I imagined what would happen if word got out that Randy was a high-level field agent for the Porters.
“That doesn’t look like food.”
The soft, worried voice made me jump. “You got here faster than I expected.”
Bi Wei sat down on the opposite side of the table. “Your message implied that this was an urgent matter.”
Bi Wei had changed since I last saw her. Now, only a month after her rebirth, her English was flawless. She was dressed in a red-and-white floral dress with matching flip-flops. Black-framed designer sunglasses were pushed up on her brow.
“You could say that.” I scooped a spoonful of stale cereal into my mouth. “You look like you’re adjusting well to the twenty-first century.”
“Your world is amazing and terrifying, but the people are much the same.”
“That sounds like something Gutenberg would say.”
She tilted her head to one side. “What happened to him?”
I hesitated, but if I wanted her help, I needed to tell her the truth. She was strong enough to pull the details from my thoughts anyway. The fact that she hadn’t already done so was another point in her favor.
I told her about the attack, about Meridiana’s prison and the Ghost Army, and about Jeneta.
“The si gui ju¯n duì, Meridiana and her army, exist in the river of magic that runs through the Land of Midday Dreams.” She smiled at me and added, “I remember your distaste for the poetic, but our poetry helps us to see and understand that river, as if through a glass-bottomed boat. Meridiana has clouded the purity of those waters, but we felt the ripples of Gutenberg’s death.”
I could hear her fighting to control conflicting emotions. Gutenberg’s automatons had killed her peers. Her teachers. Her own brother. What would Nidhi say if she were here? Something gentle and nonjudgmental. “After five hundred years, I imagine that was hard to process. Overwhelming.”

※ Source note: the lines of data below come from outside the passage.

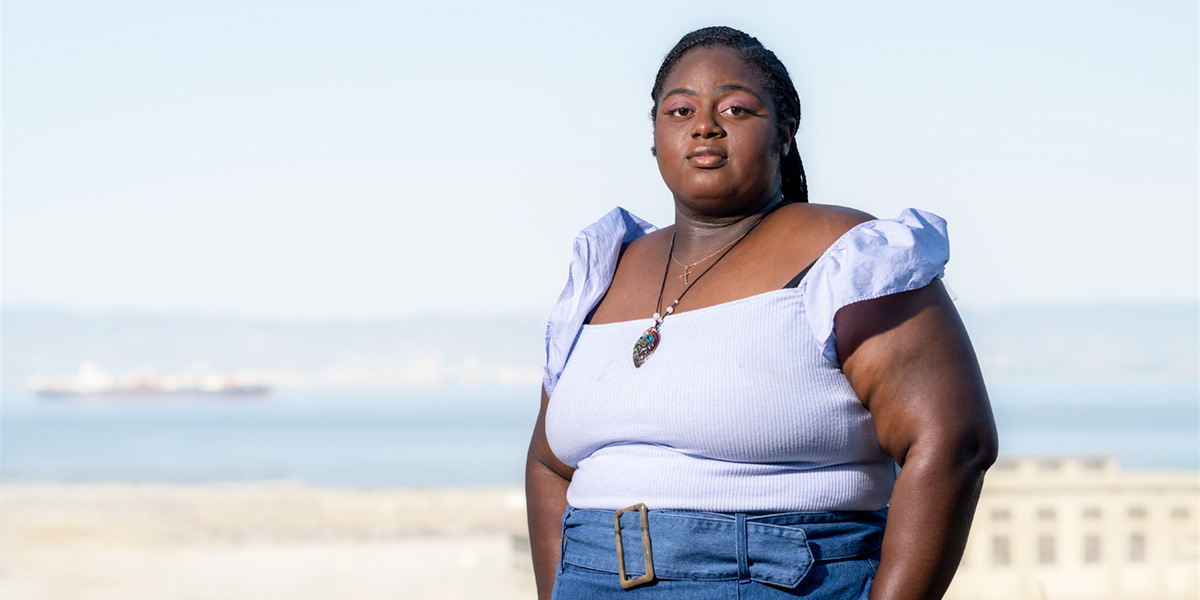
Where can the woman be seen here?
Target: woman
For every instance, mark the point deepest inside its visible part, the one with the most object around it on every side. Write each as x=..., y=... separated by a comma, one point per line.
x=738, y=390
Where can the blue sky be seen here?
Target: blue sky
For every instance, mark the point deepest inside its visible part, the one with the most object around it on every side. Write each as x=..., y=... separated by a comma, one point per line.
x=363, y=159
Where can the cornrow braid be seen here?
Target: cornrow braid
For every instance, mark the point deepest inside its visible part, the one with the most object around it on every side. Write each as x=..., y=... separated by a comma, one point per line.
x=773, y=76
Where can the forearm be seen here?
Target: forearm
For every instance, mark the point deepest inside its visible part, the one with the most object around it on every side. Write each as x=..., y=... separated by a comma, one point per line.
x=545, y=503
x=929, y=517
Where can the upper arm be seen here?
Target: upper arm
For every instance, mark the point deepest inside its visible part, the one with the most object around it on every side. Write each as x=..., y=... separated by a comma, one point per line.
x=539, y=448
x=909, y=358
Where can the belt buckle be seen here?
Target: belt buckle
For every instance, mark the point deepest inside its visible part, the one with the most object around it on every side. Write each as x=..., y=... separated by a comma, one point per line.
x=646, y=547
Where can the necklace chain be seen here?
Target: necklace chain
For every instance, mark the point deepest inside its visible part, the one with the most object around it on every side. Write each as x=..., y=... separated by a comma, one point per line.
x=687, y=268
x=727, y=249
x=651, y=339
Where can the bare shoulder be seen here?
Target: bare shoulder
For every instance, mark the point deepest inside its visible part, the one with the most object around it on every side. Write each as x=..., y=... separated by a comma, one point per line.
x=817, y=226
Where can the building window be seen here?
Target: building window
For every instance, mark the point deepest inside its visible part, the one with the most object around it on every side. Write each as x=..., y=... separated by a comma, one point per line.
x=1001, y=551
x=1092, y=549
x=1045, y=550
x=1138, y=547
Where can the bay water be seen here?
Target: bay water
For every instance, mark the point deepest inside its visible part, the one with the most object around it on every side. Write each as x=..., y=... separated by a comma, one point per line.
x=477, y=436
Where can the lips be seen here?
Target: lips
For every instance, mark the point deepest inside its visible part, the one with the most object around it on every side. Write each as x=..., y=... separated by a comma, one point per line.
x=707, y=157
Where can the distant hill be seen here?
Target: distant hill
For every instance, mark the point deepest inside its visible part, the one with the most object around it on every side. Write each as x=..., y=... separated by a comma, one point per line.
x=1161, y=340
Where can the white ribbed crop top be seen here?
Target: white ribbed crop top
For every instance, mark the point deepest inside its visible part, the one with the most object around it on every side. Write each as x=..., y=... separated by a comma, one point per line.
x=743, y=407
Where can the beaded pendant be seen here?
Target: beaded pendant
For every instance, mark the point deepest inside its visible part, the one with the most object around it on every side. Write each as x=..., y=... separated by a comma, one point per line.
x=646, y=345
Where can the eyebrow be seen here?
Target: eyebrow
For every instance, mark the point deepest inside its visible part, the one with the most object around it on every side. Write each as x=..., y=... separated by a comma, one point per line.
x=723, y=89
x=720, y=89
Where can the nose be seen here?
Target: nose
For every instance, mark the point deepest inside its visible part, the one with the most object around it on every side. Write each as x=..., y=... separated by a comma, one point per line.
x=706, y=125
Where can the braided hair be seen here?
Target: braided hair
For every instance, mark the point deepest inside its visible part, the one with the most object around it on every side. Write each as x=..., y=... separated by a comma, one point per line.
x=773, y=76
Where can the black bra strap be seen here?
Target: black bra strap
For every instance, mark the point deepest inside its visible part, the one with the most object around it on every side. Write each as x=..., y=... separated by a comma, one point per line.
x=796, y=281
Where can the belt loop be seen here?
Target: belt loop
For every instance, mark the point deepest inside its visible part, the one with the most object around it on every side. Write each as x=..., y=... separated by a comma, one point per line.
x=743, y=558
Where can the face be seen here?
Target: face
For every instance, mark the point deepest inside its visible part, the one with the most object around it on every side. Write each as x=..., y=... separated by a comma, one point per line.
x=717, y=136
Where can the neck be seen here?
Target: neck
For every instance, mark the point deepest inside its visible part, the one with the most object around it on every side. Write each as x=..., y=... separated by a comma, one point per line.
x=697, y=234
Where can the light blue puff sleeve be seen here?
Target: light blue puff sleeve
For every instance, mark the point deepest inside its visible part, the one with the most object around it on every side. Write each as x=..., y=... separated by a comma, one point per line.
x=873, y=259
x=593, y=264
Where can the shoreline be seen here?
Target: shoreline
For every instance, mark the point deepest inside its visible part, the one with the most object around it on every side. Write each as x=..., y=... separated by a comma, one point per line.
x=279, y=539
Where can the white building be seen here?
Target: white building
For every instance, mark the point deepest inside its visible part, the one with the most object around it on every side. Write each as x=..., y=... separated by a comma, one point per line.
x=1081, y=529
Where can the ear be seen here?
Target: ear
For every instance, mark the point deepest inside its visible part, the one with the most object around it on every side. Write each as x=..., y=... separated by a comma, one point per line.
x=786, y=133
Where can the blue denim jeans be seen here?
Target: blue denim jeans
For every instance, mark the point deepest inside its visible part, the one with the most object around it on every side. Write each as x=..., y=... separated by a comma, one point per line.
x=721, y=556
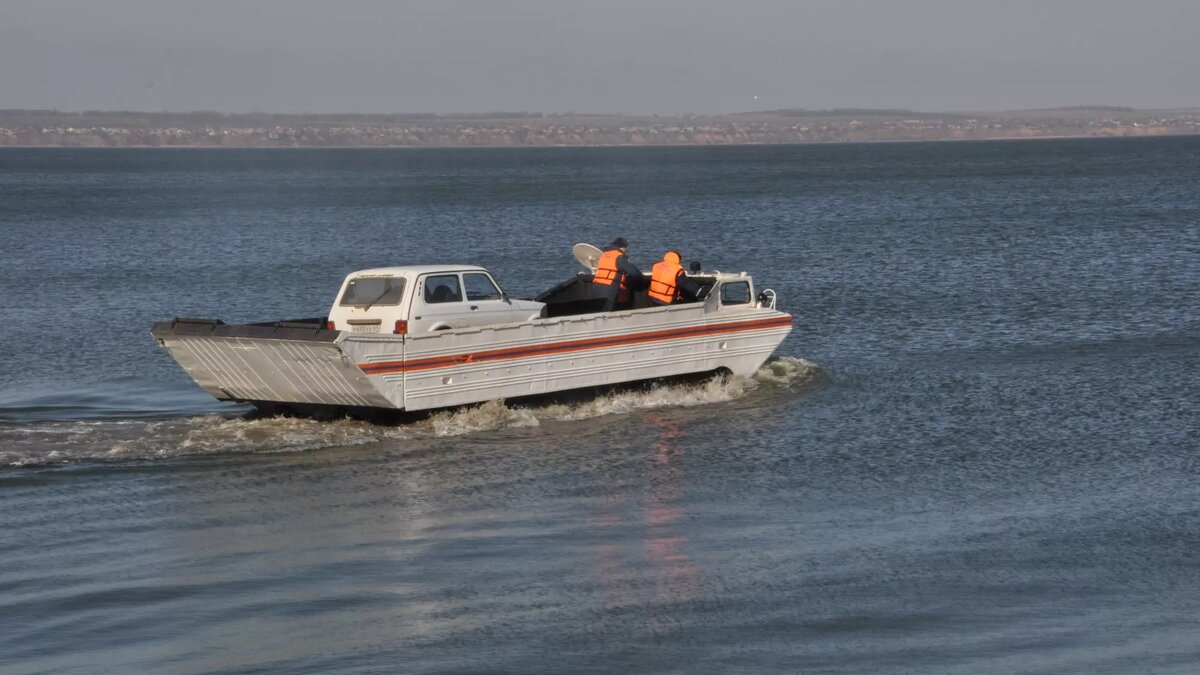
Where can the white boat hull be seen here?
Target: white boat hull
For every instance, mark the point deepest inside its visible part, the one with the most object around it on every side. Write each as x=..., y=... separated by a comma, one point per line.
x=360, y=371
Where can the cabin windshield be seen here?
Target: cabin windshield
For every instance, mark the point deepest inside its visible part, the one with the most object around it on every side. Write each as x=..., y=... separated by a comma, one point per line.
x=373, y=291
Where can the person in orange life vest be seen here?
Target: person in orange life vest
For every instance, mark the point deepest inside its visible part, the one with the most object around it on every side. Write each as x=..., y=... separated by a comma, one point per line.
x=616, y=275
x=669, y=284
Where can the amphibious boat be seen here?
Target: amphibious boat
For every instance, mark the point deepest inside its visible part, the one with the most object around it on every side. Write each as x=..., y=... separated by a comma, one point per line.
x=408, y=339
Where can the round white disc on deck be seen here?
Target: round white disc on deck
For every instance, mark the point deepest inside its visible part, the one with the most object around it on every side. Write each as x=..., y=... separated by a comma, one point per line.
x=587, y=255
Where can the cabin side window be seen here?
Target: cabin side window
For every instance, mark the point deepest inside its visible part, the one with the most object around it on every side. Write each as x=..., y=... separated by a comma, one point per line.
x=373, y=291
x=480, y=287
x=736, y=293
x=442, y=288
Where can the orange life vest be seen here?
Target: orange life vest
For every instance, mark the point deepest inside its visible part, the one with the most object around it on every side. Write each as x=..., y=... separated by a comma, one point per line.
x=606, y=269
x=664, y=279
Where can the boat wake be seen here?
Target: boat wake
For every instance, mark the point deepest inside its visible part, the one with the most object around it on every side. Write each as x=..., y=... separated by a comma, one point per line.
x=48, y=443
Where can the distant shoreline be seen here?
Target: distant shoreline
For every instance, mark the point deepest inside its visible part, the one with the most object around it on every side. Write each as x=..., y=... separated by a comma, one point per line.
x=52, y=129
x=611, y=145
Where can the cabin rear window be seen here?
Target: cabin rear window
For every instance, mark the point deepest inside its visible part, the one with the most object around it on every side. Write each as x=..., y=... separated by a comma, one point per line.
x=373, y=291
x=442, y=288
x=735, y=293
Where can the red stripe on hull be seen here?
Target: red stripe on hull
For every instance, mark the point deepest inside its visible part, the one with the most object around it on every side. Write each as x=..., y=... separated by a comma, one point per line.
x=384, y=368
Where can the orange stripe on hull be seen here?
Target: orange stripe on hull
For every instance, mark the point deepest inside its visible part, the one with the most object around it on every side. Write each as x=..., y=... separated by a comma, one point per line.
x=384, y=368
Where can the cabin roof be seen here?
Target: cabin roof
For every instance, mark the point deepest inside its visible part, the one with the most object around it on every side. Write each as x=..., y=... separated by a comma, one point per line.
x=413, y=270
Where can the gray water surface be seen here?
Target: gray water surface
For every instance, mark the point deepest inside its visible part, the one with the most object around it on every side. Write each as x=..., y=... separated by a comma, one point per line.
x=977, y=452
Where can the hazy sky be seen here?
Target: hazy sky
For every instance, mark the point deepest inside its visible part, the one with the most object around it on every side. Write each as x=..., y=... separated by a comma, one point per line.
x=641, y=57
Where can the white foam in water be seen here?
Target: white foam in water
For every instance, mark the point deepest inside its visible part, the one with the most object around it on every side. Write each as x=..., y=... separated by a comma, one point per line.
x=51, y=443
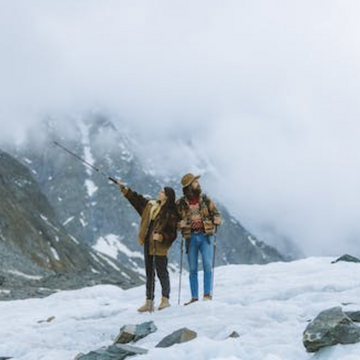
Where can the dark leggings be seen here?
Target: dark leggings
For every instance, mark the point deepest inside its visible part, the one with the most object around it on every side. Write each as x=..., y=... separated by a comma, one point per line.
x=161, y=271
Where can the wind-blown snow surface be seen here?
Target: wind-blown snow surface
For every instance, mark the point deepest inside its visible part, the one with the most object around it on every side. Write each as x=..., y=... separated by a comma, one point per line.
x=268, y=305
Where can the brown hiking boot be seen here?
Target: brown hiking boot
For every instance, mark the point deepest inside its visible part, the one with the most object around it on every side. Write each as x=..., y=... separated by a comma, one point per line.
x=164, y=303
x=191, y=301
x=147, y=307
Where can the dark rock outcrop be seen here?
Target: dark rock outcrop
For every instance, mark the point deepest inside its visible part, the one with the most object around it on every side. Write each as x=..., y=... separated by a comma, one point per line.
x=90, y=213
x=177, y=337
x=347, y=258
x=329, y=328
x=113, y=352
x=37, y=255
x=133, y=333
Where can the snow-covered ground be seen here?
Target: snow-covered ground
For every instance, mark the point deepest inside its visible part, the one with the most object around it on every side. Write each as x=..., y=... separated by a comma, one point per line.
x=268, y=305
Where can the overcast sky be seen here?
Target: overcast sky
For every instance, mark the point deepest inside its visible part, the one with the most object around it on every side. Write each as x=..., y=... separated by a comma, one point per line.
x=268, y=91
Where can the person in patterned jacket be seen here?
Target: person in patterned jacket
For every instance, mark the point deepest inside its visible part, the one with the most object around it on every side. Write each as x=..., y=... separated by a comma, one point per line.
x=199, y=220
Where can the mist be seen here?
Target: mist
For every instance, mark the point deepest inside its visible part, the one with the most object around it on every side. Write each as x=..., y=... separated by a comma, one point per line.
x=266, y=92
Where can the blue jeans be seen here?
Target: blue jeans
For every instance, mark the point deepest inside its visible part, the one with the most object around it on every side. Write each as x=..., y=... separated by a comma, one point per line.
x=204, y=244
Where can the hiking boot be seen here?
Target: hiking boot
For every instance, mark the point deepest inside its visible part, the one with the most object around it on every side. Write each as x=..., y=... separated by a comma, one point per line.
x=164, y=303
x=147, y=307
x=191, y=301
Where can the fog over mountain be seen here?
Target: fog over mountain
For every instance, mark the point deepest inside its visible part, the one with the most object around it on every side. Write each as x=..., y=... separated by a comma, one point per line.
x=265, y=92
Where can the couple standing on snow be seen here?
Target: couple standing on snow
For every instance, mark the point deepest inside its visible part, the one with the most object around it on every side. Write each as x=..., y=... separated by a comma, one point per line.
x=197, y=218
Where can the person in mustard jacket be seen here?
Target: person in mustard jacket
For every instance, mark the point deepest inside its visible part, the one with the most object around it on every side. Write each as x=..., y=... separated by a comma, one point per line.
x=158, y=230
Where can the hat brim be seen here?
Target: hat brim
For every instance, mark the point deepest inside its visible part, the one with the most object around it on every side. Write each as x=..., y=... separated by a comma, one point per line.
x=192, y=180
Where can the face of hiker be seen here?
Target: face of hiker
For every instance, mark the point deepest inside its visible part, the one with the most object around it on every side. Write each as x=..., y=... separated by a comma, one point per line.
x=162, y=197
x=195, y=185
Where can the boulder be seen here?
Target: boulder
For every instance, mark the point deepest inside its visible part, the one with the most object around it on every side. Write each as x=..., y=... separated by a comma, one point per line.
x=329, y=328
x=113, y=352
x=353, y=315
x=347, y=258
x=177, y=337
x=129, y=333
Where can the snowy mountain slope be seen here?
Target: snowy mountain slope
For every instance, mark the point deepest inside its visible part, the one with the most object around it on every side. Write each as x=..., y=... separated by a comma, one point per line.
x=93, y=210
x=268, y=305
x=34, y=245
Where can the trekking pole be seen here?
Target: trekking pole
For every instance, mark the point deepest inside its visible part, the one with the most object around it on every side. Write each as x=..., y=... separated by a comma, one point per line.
x=181, y=263
x=85, y=162
x=214, y=254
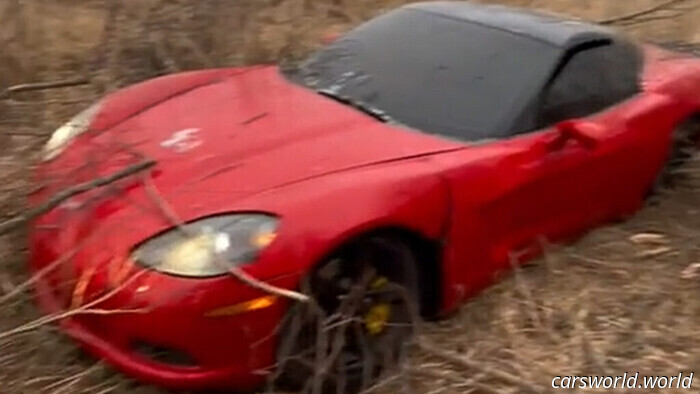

“For all of us, yes. We wept. We raged that Gutenberg would never be called to account for his actions. And we grieved. Not
for the man, but for . . .” She brought her hands together. “For the waste, perhaps.”
She studied me more closely. “Your magic remains buried by Gutenberg’s spell. How did you contact us?”
I pulled the gold pen from my pocket.
She took it and turned it in the light. “This pen belonged to Johannes Gutenberg.”
“How can you tell?”
“His magic is distinctive.”
The hotel doors swung open, and Lena strode into the lobby, yawning. “Good morning, lover. Hello, Wei. Ooh, donuts!” She hurried to the counter, returning with a bowl of cereal and a glazed donut that looked far too plastic for my liking. “There’s a lovely maple in the park a block from here,” she said. “Eighty years old, give or take. Strong and sweet. Is Nidhi awake yet?”
“She was sleeping when I left,” I said.
“She’s not a morning person.” She tore the donut in half, took a bite, and turned toward Bi Wei, who was watching with a bemused expression. “How’s Guan Feng?”